My residential ISP won't allow connections to port 25. Unfortunately I have various boxes and devices which expect to be able to do things like
# mailx -s "tentacle hentai conversion failed!" [email protected] < /tmp/pr0n.log
(Some devices do allow for Gmail authentication (e.g., Synology) but I would like easy email from shell).
So what I've setup is the following...wondering if there is a better way:
all home hosts run postfix and are configured to relay mail to one specific VPS on the net
that host (running postfix) looks up my home IP every few minutes and updates its iptables to block connections to port 25/587 from anywhere except that IP. (I'm using afraid.org for dyndns but I could just as easily have a box at home forward the info).

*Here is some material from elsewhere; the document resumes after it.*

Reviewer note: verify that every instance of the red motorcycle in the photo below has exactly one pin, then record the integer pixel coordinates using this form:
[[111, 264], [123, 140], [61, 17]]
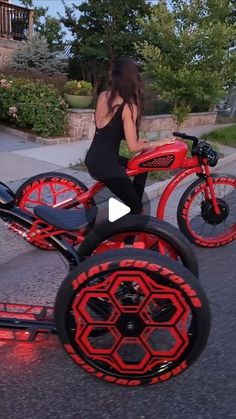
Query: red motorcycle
[[206, 211], [127, 316]]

So far it works: I get my mail, and I'm not an open relay. I did try some other things:
my_networks in postfix. This didn't work (had 20K in my mail queue in a few hours and google hated me) but it may have been pilot error. I do relay for gmail.com (since I have gmail.com email addresses) so it's possible that the relay was accepted on that basis but I didn't spend time debugging because my priority was getting off Google's spammer list.
opensmtpd and postfix with SASL auth, etc. I found this tedious to setup and debug, and the only point for the auth was to prevent open relay.
On the one hand, I'd think it'd be better to simply block the IP packets rather than let the mail engine engage and determine relay permissions, burning CPU. OTOH I send maybe 10 emails a day at most so this really doesn't matter :-)
Just wondering if there's a better way, excelsior, etc.
Comments
Set up Tinc and have all your boxes and the home server join into a single mesh network. Then you can send/receive or access whatever other services you want via internal IPs on the Tinc network and not bother with what external IP you have at the moment.
Kinda unrelated: So you intend to send emails with @gmail.com from adresses? I am surprised you had much success with this at all.
Anyways, how about a vpn if you want to avoid auth? As long as it's not reachable from the outside relay settings should not be a problem.
curl exhentai.org | grep English | grep tentacle
10 Emails a day? Just use any Email API and quickly wrap a utility.
Dig a tunnel from you machine to your box that will forward anything to GMail, and change your hosts file.
Use SMTP with TLS on port 465/587: https://coderwall.com/p/ez1x2w/send-mail-like-a-boss
Yeah but that sounds like even more work :-)
So I am using a BuyVM 128 as a relay. I have never had a problem getting emails. They do initially go to spam but I setup a filter so they're never spammed again and it works.
I know, gmail has a reputation but I haven't had an issue so far.
Just install msmtp and set it up with your proxy data- there's no need to run a full-fledged MTA for this sort of deal.
I don't know a bout tinc since i never used it but i would'nt be surprised if it's even easier to manage than openvpn which itself is imo way less of a headache to configure than what ive seen from mail servers.
Interesting. I thought with all the spf, dkim and whatnot today they where likely to go straight to /dev/null.
But isn't that easier than all the scripts for iptables and dynamic DNS, etc.?
My ISP also blocks port 25 and I basically email through submission port with authentication for this type of thing. Works well; never an issue.
If I wasn't going to do it this way I'd run everything through a VPN.
Use sstmpd
IIRC ssmtpd hasn't been updated for quite some time, and msmtpd is the new hotness in lightweight SMTP clients.
Does everyone semi-sane skip over the post after they see my avatar, or what?
What!!!? You gotta speak into my good eye.
Sorry, I meant it as a +1 to your (friendly, helpful, sane) suggestion! I run msmtpd on my VPSes to send cron output and the like to myself via gmail.
I skip over everything you write. Except this one.
It's actually not that much :-)
The dynamic DNS update is some 3-line script I downloaded from afraid.org. All it does is a wget. Some dyndns services have clients built into consumer routers so no script is needed.
The mail gateway script is just an nslookup and then popping that variable into iptables.
OK, maybe it's a few lines of shell...I confess my shell scripting is better than my networking, so at least for me it was easier.